Ohio University students work with some of the world’s top engineers and scientists, and sometimes the results are out of this world.
From its low-Earth orbit, the Bobcat-1 nanosatellite sent GPS data back to a ground station in Athens so researchers and students could study how to improve global navigation satellite systems such as GPS.
SpaceX rockets have taken multiple Ohio University experiments to the International Space Station as part of NASA’s Mission to the Moon project. OHIO researchers are using tiny worms to study nerve and muscle health, and tiny seedlings to look at plant growth in microgravity. These genetic experiments build from the Nobel Prize–winning work of an Ohio University alumnus who helped decipher the riddle of the ribosome—a molecule made up of RNA and protein foundational to life.
Another group of scientists used data from 20 years of ground-based observations of the night sky to map the expansion of the universe. They're now closing in on what happened a trillionth of a second after the Big Bang.

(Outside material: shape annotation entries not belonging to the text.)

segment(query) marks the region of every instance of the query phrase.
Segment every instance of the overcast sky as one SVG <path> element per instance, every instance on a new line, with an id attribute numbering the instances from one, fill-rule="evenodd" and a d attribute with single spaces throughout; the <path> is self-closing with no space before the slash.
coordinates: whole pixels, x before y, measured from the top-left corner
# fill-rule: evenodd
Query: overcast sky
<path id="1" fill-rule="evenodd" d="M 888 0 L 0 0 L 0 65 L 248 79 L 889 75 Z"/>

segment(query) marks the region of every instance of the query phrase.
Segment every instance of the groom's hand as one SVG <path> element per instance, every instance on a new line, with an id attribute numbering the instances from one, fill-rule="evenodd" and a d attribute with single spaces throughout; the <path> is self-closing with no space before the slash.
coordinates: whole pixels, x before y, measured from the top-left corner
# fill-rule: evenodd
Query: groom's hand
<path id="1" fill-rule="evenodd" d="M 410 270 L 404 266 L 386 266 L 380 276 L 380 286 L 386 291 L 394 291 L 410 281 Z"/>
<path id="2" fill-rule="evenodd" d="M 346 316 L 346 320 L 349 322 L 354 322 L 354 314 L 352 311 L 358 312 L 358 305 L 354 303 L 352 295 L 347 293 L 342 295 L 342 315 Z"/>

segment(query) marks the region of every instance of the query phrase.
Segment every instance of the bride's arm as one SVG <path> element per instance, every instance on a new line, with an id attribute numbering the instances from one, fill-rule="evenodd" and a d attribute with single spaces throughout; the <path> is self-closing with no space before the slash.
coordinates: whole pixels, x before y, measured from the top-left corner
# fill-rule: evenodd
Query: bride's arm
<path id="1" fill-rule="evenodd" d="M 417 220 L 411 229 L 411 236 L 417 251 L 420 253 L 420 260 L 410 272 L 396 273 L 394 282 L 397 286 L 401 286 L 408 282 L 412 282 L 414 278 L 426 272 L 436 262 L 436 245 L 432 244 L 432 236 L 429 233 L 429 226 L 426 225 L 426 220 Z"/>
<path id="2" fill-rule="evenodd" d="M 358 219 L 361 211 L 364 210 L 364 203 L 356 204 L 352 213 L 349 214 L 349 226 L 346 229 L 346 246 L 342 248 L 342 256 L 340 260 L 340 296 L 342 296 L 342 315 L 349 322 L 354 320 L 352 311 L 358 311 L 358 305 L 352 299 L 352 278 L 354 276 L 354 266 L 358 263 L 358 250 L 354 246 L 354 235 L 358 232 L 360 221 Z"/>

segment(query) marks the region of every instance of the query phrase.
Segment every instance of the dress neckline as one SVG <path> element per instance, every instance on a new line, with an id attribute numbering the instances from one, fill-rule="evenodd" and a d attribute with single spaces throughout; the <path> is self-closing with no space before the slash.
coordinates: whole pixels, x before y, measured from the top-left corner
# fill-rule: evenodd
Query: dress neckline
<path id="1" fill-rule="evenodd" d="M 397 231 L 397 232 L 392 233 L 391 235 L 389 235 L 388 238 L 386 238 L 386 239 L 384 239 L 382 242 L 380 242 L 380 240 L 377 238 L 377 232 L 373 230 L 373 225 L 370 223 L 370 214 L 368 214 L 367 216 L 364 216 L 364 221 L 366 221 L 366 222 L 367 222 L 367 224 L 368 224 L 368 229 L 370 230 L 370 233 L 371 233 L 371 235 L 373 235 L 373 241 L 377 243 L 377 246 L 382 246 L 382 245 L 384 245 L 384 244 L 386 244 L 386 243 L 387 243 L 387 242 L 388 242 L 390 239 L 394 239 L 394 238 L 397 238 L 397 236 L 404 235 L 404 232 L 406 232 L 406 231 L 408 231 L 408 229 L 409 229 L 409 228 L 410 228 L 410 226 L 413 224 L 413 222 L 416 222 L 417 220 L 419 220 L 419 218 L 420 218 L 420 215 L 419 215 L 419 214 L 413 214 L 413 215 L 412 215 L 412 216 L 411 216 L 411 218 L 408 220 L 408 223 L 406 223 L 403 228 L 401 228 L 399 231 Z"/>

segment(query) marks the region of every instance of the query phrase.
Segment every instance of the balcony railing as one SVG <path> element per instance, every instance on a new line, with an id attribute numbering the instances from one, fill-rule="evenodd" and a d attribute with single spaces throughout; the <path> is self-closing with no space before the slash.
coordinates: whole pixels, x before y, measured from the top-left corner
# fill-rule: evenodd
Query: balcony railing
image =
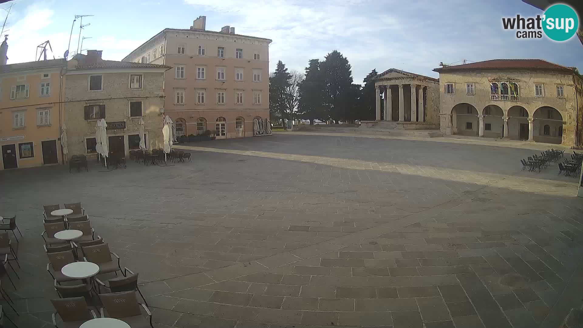
<path id="1" fill-rule="evenodd" d="M 514 96 L 514 95 L 490 95 L 490 99 L 491 100 L 507 100 L 510 102 L 518 102 L 520 99 L 518 96 Z"/>

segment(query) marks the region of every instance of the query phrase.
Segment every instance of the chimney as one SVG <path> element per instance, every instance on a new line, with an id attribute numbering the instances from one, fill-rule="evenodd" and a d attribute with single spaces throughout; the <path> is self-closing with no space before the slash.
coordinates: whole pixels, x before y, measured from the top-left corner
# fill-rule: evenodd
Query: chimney
<path id="1" fill-rule="evenodd" d="M 0 65 L 6 65 L 8 60 L 8 57 L 6 56 L 6 54 L 8 53 L 8 43 L 6 42 L 8 40 L 8 36 L 6 34 L 4 36 L 4 41 L 2 41 L 2 45 L 0 45 Z"/>
<path id="2" fill-rule="evenodd" d="M 191 30 L 205 30 L 206 29 L 206 16 L 199 16 L 196 19 L 192 22 L 192 26 L 190 27 Z"/>

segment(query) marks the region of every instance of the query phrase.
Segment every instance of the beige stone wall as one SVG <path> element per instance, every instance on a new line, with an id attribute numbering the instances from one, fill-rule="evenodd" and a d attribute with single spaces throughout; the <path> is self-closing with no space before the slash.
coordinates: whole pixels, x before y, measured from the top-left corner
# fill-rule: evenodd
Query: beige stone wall
<path id="1" fill-rule="evenodd" d="M 519 100 L 518 101 L 491 100 L 490 82 L 488 79 L 489 78 L 502 77 L 510 77 L 512 81 L 518 81 L 515 82 L 518 85 L 519 88 Z M 454 95 L 446 95 L 445 93 L 445 85 L 446 83 L 454 83 L 455 94 Z M 474 83 L 474 95 L 466 94 L 466 83 Z M 475 127 L 473 131 L 463 131 L 465 126 L 461 126 L 461 124 L 465 124 L 466 121 L 470 121 L 468 120 L 475 121 L 475 125 L 477 125 L 478 122 L 477 118 L 474 121 L 474 118 L 458 116 L 462 117 L 456 117 L 454 119 L 454 121 L 452 121 L 452 117 L 450 117 L 449 114 L 452 113 L 452 109 L 456 104 L 464 103 L 471 104 L 475 107 L 479 114 L 483 114 L 486 107 L 489 105 L 494 105 L 501 109 L 503 116 L 508 116 L 509 110 L 511 107 L 518 106 L 522 106 L 526 110 L 528 117 L 535 118 L 533 130 L 535 140 L 546 142 L 549 140 L 549 138 L 552 139 L 552 137 L 542 135 L 541 132 L 542 127 L 545 124 L 553 125 L 554 123 L 542 120 L 541 119 L 542 118 L 540 114 L 541 111 L 536 112 L 536 110 L 542 107 L 550 107 L 559 111 L 563 121 L 566 122 L 563 124 L 562 143 L 574 145 L 577 125 L 575 121 L 577 119 L 576 109 L 581 108 L 581 104 L 578 103 L 580 103 L 580 101 L 575 99 L 575 95 L 578 97 L 578 99 L 581 99 L 581 89 L 579 88 L 575 92 L 575 83 L 580 83 L 581 82 L 578 78 L 576 78 L 574 81 L 574 76 L 572 74 L 543 71 L 498 71 L 440 74 L 439 104 L 441 117 L 440 120 L 441 132 L 445 134 L 477 135 L 477 126 Z M 543 85 L 543 96 L 535 96 L 535 84 Z M 557 85 L 563 86 L 564 97 L 557 96 Z M 514 110 L 513 109 L 513 111 Z M 580 109 L 580 110 L 583 110 Z M 535 112 L 537 113 L 536 115 Z M 515 113 L 515 111 L 510 112 L 511 117 L 508 121 L 509 135 L 511 136 L 517 135 L 520 123 L 528 123 L 526 117 L 515 117 L 518 116 Z M 454 114 L 457 113 L 454 112 Z M 466 113 L 464 112 L 462 114 L 465 114 Z M 468 120 L 465 118 L 468 118 Z M 493 126 L 493 131 L 491 132 L 484 131 L 484 137 L 501 136 L 501 134 L 498 135 L 493 129 L 495 128 L 497 131 L 500 130 L 499 127 L 497 125 L 503 124 L 501 117 L 490 117 L 489 120 L 494 120 L 491 122 L 489 122 L 487 120 L 489 120 L 488 117 L 485 117 L 484 124 L 490 123 L 493 125 L 496 124 L 496 126 Z M 560 118 L 557 118 L 557 120 L 560 120 Z M 552 128 L 558 128 L 554 125 Z"/>
<path id="2" fill-rule="evenodd" d="M 99 71 L 85 70 L 97 74 Z M 74 71 L 73 72 L 75 72 Z M 130 74 L 143 74 L 143 89 L 129 88 Z M 88 91 L 90 74 L 68 75 L 64 90 L 67 103 L 65 106 L 65 120 L 68 128 L 69 156 L 75 154 L 90 155 L 87 151 L 86 139 L 95 136 L 96 120 L 86 120 L 85 106 L 89 104 L 106 105 L 106 121 L 125 121 L 125 130 L 108 130 L 108 136 L 124 136 L 125 152 L 129 155 L 128 136 L 138 134 L 139 118 L 129 117 L 129 102 L 142 102 L 144 130 L 148 149 L 163 146 L 161 129 L 163 116 L 160 109 L 164 107 L 163 72 L 103 72 L 103 90 Z M 111 147 L 110 147 L 111 148 Z"/>

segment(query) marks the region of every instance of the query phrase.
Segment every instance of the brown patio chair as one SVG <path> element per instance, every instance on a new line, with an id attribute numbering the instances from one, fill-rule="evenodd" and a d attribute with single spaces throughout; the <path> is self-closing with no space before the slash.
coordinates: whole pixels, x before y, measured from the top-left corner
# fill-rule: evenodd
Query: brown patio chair
<path id="1" fill-rule="evenodd" d="M 57 298 L 51 302 L 57 312 L 52 313 L 52 324 L 63 328 L 79 328 L 86 322 L 97 319 L 97 316 L 93 310 L 87 307 L 87 302 L 83 297 Z M 55 316 L 58 314 L 62 323 L 57 324 Z"/>
<path id="2" fill-rule="evenodd" d="M 79 221 L 69 222 L 69 229 L 71 230 L 79 230 L 83 232 L 83 236 L 75 240 L 79 242 L 90 242 L 93 240 L 93 236 L 95 234 L 95 230 L 91 228 L 91 224 L 89 221 Z"/>
<path id="3" fill-rule="evenodd" d="M 45 223 L 44 224 L 44 231 L 40 234 L 40 236 L 43 237 L 43 239 L 44 239 L 44 243 L 47 245 L 68 244 L 69 242 L 61 240 L 55 238 L 55 233 L 64 230 L 65 230 L 64 222 Z M 47 236 L 45 237 L 45 235 Z"/>
<path id="4" fill-rule="evenodd" d="M 6 220 L 8 220 L 8 223 Z M 20 232 L 20 229 L 18 229 L 18 226 L 16 225 L 16 215 L 15 214 L 12 218 L 5 217 L 1 221 L 0 221 L 0 230 L 8 231 L 10 230 L 14 234 L 14 238 L 16 239 L 16 242 L 18 242 L 18 238 L 16 237 L 16 233 L 14 232 L 14 229 L 16 229 L 18 231 L 18 233 L 20 235 L 20 237 L 22 237 L 22 233 Z"/>
<path id="5" fill-rule="evenodd" d="M 61 205 L 58 204 L 56 205 L 44 205 L 43 207 L 44 208 L 44 212 L 43 212 L 43 215 L 44 216 L 45 219 L 54 219 L 55 218 L 58 218 L 60 217 L 51 215 L 51 212 L 53 211 L 57 211 L 57 210 L 61 210 Z"/>
<path id="6" fill-rule="evenodd" d="M 136 292 L 101 294 L 99 298 L 103 304 L 100 311 L 101 317 L 114 317 L 132 328 L 153 328 L 152 313 L 145 304 L 138 302 Z M 146 311 L 147 317 L 142 313 L 142 309 Z"/>
<path id="7" fill-rule="evenodd" d="M 72 250 L 47 253 L 47 257 L 48 257 L 50 262 L 47 263 L 47 271 L 48 271 L 54 280 L 57 280 L 57 282 L 77 280 L 65 275 L 61 271 L 61 269 L 63 268 L 63 267 L 75 261 Z"/>
<path id="8" fill-rule="evenodd" d="M 129 275 L 128 275 L 128 273 Z M 138 274 L 134 273 L 132 272 L 132 270 L 128 269 L 127 267 L 124 267 L 124 275 L 125 277 L 114 278 L 113 279 L 108 280 L 107 284 L 109 285 L 106 285 L 97 278 L 96 278 L 95 280 L 101 286 L 108 289 L 111 292 L 115 293 L 137 291 L 138 292 L 140 293 L 142 299 L 144 300 L 144 303 L 147 305 L 146 298 L 144 298 L 144 295 L 142 294 L 142 292 L 140 291 L 140 289 L 138 287 Z M 100 290 L 101 290 L 100 287 Z"/>
<path id="9" fill-rule="evenodd" d="M 14 268 L 12 267 L 12 264 L 10 264 L 10 261 L 13 260 L 16 262 L 16 264 L 18 265 L 18 267 L 20 267 L 20 263 L 18 263 L 18 258 L 16 257 L 16 253 L 14 252 L 14 249 L 12 248 L 12 241 L 10 240 L 10 236 L 8 236 L 8 232 L 0 232 L 0 255 L 12 255 L 12 258 L 8 259 L 8 265 L 10 267 L 12 268 L 12 270 L 14 270 Z"/>
<path id="10" fill-rule="evenodd" d="M 10 305 L 10 303 L 9 303 L 8 305 Z M 10 306 L 11 308 L 12 307 L 12 305 L 10 305 Z M 12 308 L 12 309 L 14 309 L 14 308 Z M 16 313 L 16 315 L 19 316 L 20 315 L 16 311 L 14 312 L 15 313 Z M 6 319 L 8 319 L 8 321 L 9 321 L 10 323 L 12 324 L 12 326 L 14 326 L 16 328 L 18 328 L 18 326 L 16 326 L 16 324 L 14 322 L 10 319 L 10 317 L 8 316 L 8 315 L 6 314 L 6 312 L 4 312 L 4 309 L 2 308 L 2 305 L 0 305 L 0 328 L 4 328 L 5 327 L 8 327 L 8 326 L 4 324 L 4 317 L 6 317 Z"/>
<path id="11" fill-rule="evenodd" d="M 83 247 L 82 250 L 85 255 L 83 259 L 86 261 L 93 262 L 99 266 L 100 274 L 113 272 L 117 275 L 117 271 L 120 271 L 124 274 L 120 266 L 120 257 L 117 254 L 110 252 L 107 244 Z M 117 263 L 111 259 L 111 255 L 117 259 Z"/>

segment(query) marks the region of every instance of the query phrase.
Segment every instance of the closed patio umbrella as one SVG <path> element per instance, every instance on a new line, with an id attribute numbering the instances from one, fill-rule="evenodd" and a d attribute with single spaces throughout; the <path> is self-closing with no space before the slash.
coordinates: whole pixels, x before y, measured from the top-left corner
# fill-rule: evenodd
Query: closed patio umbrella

OHIO alumni can be found driving change in areas such as energy and the environment, nanotechnology, biomedical engineering, avionics, biochemistry, and more. One of them is even mapping Mars and picking landing spots for the rover.
Ohio University students are 21st-century problem solvers. They explore questions that need answers. The experience they get working in faculty labs, doing internships, and learning how to be of service to the world springboards them into top graduate schools and highly successful careers. And the bonds they build at OHIO are unbreakable.